The 1964 plan for Marion Park also calls for three “Baby Turtles” in addition to the “Turtle Tent.” They can be seen in news photos taken during the bivouacking of troops in the park during the 1968 riots. While the baby turtles survived into the new millenium near Eastern Market, they did not make it to the 1990s at Marion Park.

Marion Park prior to the 1995 renovation which removed the ‘found objects’ such as the culverts, but retained the Turtle Tent. Image from Library of Congress Historic Buildings Survey, Courtesy: NPS/NACE
The 1995 Marion Park renovation removed the ‘found objects’ but retained the Turtle Tent from the 1964 design. Courtesy: NPS/NACE (National Capital Parks – East) from 2020 Cultural Inventory
Lounging around –and on– the Marion Park turtle in 2018. E.O’Gorek/CCN

Paige Johnson is a nanoscientist and historian of gardens who founded the website playscapes. Her website is tracking the location of these turtles throughout the US, noting that many have been removed in favor of new playground designs. Many of those removed have inspired social media pages dedicated to their memory.

Johnson wrote that the preservation of the turtles is also preservation of childhood history –and histories; of places where moms and grandmothers also played.

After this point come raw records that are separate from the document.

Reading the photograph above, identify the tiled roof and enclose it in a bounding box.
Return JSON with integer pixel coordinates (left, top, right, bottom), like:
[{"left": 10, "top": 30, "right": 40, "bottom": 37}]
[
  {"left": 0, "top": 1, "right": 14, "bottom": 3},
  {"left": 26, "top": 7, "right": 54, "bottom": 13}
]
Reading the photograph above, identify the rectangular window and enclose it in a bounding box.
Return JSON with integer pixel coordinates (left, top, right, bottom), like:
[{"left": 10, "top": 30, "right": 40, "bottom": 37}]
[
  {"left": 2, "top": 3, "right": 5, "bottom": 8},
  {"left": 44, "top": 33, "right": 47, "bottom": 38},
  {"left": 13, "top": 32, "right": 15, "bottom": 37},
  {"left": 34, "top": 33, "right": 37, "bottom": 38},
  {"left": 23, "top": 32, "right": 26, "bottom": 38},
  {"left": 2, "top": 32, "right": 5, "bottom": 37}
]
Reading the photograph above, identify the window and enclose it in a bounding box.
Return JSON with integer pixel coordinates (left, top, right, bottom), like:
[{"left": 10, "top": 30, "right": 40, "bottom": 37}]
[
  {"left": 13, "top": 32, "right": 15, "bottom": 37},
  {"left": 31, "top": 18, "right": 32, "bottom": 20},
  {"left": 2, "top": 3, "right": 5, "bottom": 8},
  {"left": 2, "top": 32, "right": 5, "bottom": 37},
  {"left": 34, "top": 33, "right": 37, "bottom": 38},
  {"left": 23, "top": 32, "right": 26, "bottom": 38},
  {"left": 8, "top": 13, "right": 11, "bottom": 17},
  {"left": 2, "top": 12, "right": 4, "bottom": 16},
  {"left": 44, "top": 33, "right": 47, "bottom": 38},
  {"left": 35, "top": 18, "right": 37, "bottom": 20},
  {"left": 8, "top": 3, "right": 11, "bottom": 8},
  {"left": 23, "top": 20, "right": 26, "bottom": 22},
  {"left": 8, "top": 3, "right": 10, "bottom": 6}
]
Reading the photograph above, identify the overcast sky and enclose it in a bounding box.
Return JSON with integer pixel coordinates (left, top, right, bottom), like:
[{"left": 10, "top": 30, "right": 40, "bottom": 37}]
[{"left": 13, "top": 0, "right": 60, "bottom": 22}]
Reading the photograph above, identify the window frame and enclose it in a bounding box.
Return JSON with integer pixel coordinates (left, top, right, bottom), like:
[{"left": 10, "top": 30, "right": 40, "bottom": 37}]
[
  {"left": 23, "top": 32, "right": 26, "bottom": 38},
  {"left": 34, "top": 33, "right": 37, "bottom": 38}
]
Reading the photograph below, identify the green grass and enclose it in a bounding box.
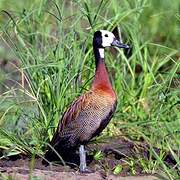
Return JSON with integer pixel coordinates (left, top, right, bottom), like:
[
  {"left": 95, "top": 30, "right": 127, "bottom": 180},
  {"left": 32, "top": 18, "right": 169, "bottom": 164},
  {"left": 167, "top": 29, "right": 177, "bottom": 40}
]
[{"left": 0, "top": 0, "right": 180, "bottom": 179}]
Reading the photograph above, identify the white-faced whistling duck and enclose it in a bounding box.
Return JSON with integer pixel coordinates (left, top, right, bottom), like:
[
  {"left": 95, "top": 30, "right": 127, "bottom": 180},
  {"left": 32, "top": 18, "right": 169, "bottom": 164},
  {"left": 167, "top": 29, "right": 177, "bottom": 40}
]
[{"left": 43, "top": 30, "right": 129, "bottom": 172}]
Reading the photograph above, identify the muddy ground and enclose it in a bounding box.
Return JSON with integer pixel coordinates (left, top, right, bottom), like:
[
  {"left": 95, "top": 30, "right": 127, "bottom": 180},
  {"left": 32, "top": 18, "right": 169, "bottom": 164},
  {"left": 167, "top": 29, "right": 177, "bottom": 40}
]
[{"left": 0, "top": 138, "right": 174, "bottom": 180}]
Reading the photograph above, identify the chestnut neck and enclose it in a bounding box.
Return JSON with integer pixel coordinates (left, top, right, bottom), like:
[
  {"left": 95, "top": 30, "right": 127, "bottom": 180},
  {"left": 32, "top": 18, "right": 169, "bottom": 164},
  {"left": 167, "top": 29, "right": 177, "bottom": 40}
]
[{"left": 92, "top": 46, "right": 114, "bottom": 93}]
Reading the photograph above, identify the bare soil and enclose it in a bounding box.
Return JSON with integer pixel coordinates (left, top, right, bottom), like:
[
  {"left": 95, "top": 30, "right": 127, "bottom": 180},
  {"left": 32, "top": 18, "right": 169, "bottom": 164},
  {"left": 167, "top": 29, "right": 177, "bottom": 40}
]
[{"left": 0, "top": 138, "right": 174, "bottom": 180}]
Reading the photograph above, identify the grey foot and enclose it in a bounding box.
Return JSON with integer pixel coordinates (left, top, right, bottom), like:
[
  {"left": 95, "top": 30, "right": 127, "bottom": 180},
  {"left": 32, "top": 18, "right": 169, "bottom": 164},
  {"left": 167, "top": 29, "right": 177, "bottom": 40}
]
[{"left": 80, "top": 168, "right": 94, "bottom": 173}]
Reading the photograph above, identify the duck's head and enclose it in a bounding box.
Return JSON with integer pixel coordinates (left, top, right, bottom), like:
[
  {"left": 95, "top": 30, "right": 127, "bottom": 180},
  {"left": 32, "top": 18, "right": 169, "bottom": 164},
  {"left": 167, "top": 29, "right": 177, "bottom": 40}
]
[{"left": 93, "top": 30, "right": 129, "bottom": 48}]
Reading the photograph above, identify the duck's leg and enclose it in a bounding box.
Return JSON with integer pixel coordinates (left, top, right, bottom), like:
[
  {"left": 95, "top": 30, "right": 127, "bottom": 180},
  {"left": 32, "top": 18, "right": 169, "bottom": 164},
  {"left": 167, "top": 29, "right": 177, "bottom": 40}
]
[{"left": 79, "top": 145, "right": 92, "bottom": 173}]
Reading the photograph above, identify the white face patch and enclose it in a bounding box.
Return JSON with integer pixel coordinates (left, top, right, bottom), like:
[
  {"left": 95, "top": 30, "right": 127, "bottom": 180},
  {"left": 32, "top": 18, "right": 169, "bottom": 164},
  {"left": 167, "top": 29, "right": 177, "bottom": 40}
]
[
  {"left": 98, "top": 48, "right": 104, "bottom": 58},
  {"left": 100, "top": 30, "right": 115, "bottom": 47}
]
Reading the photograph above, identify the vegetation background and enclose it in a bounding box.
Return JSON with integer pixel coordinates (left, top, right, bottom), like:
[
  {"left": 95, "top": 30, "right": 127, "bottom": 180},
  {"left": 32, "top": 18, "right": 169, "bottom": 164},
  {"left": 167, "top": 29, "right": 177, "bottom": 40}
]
[{"left": 0, "top": 0, "right": 180, "bottom": 179}]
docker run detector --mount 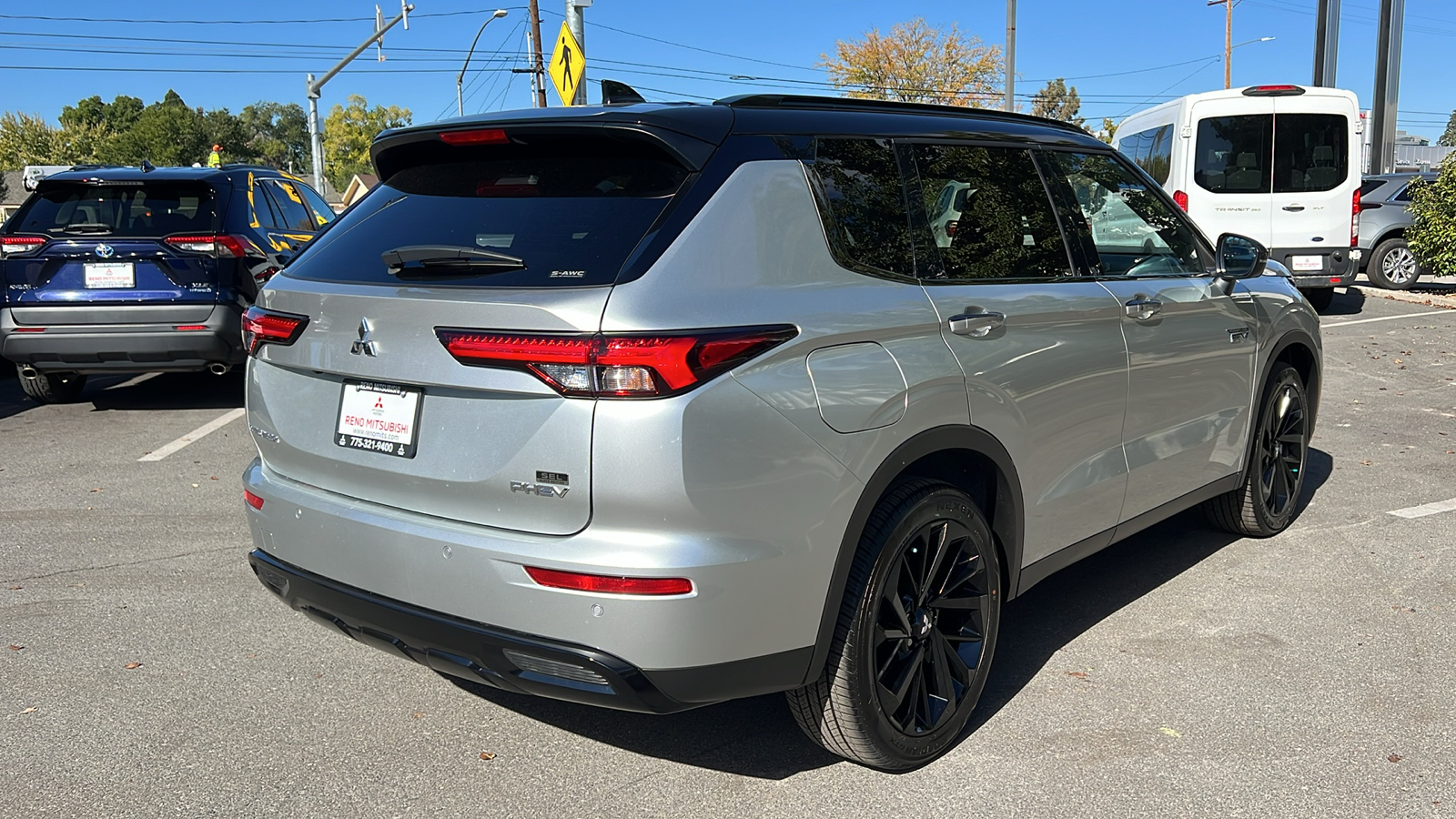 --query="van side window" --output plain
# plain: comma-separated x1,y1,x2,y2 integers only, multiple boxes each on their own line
1046,152,1207,277
1192,114,1274,194
912,145,1072,281
810,138,915,277
1274,114,1350,194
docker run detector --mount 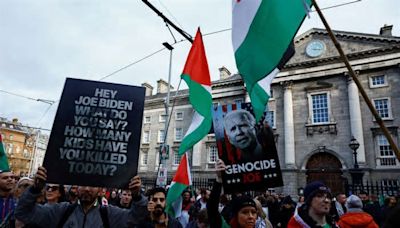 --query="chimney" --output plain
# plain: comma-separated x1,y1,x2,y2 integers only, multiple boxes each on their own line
379,24,393,36
157,79,174,93
142,82,153,97
218,66,231,79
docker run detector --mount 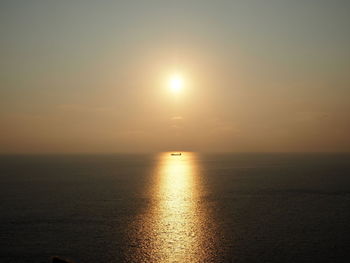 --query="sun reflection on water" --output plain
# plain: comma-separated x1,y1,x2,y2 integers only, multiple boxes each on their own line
126,152,211,263
155,153,200,262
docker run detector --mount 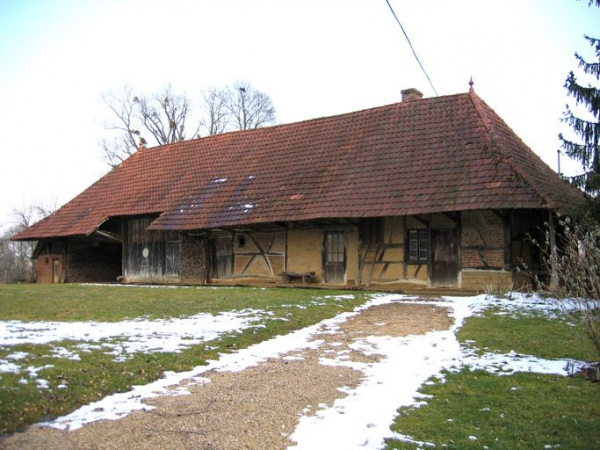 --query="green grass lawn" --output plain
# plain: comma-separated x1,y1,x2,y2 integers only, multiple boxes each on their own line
0,285,369,434
386,298,600,450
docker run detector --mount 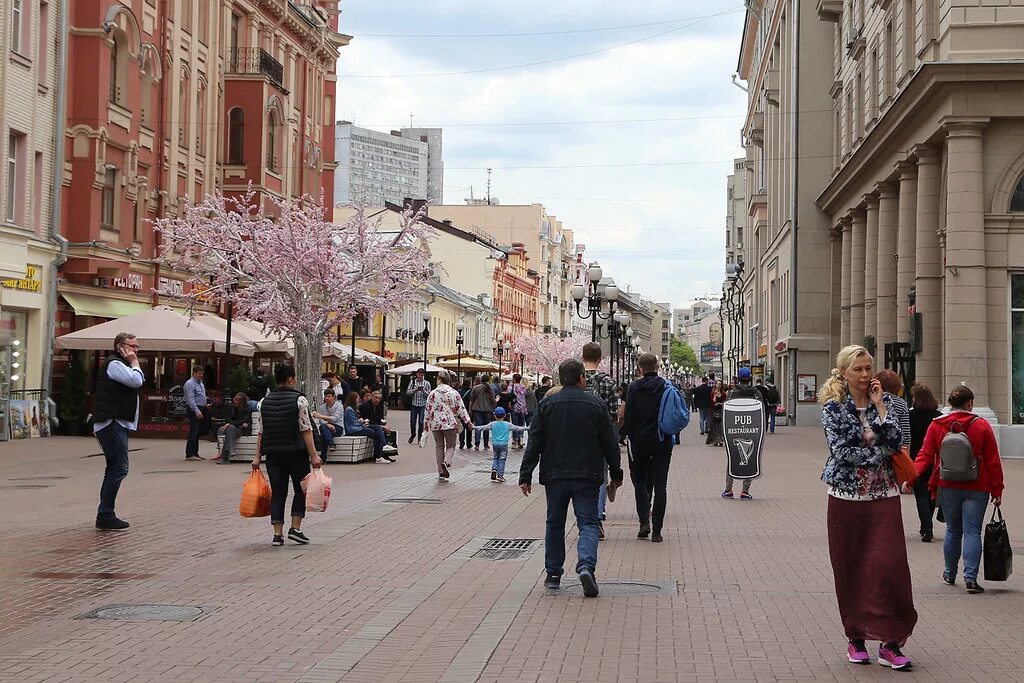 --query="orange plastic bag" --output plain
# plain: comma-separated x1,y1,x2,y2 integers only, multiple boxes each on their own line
302,467,334,512
239,468,270,517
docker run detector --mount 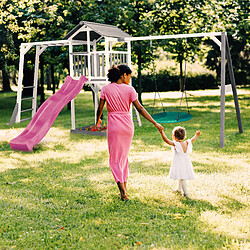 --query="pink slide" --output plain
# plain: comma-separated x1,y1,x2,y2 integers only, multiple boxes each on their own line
10,76,88,151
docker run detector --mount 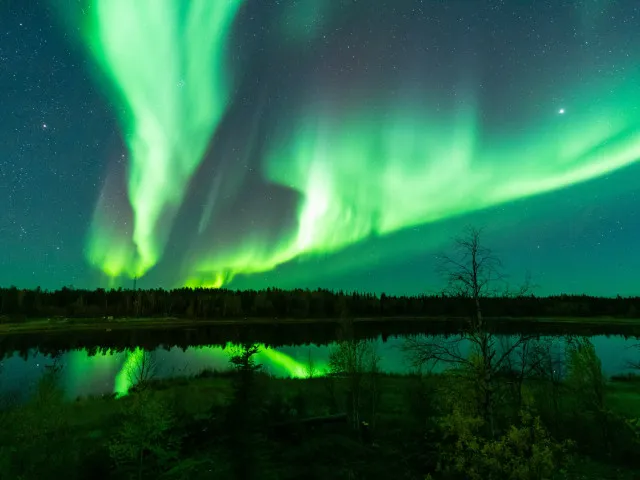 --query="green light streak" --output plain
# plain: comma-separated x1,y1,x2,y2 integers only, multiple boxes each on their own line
78,0,242,277
188,75,640,286
113,343,326,398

“Raising their profile can only increase their chance of making it through the next 30 or so years,” she wrote on her website, “until when they’re a hundred years old we decide that, oops, maybe we shouldn’t have so readily discarded them.”

When Marion Park was remodeled between 1995 and 1999 to remove the imaginative creative play elements and replace them with a large play structure, the Friends of Marion Park made a special plea to keep the turtle. “[It is] a naturally hard-shelled animal [that] has notably carried young children on imaginary rides for almost 30 years and is willing and able to continue doing so,” the Friends wrote in a note to NPS. “This turtle has become a symbol of Marion Park; in fact, many people call this park ‘Turtle Park.’” It was retained again when the current metal structure was installed around 2007.

Around 2008, the triangle park north of Eastern Market was given a facelift, with more turtle babies added. These four are more lifelike. Residents present at the time say they were created by local designer John Giesecke and Associates (Giesecke Studio did not respond to requests for comment).

Bonus Know it All Fact to Tell Your Friends in Northwest: In DC, these turtles stay because they remain well-loved. At Friendship Heights Recreation Center, playground renovations are currently underway. Just as in Marion Park, families made a similar –and successful– plea to save the hard-shelled friend at the center of their own “turtle park”.

We have two Turtle Parks on the Hill. But you see, the turtle tents can be found in many parks throughout the District, lending their names to those playgrounds and serving as a sign that the land they are on was once under the property of NPS (a large transfer of property from NPS to DC took place in 1972-3).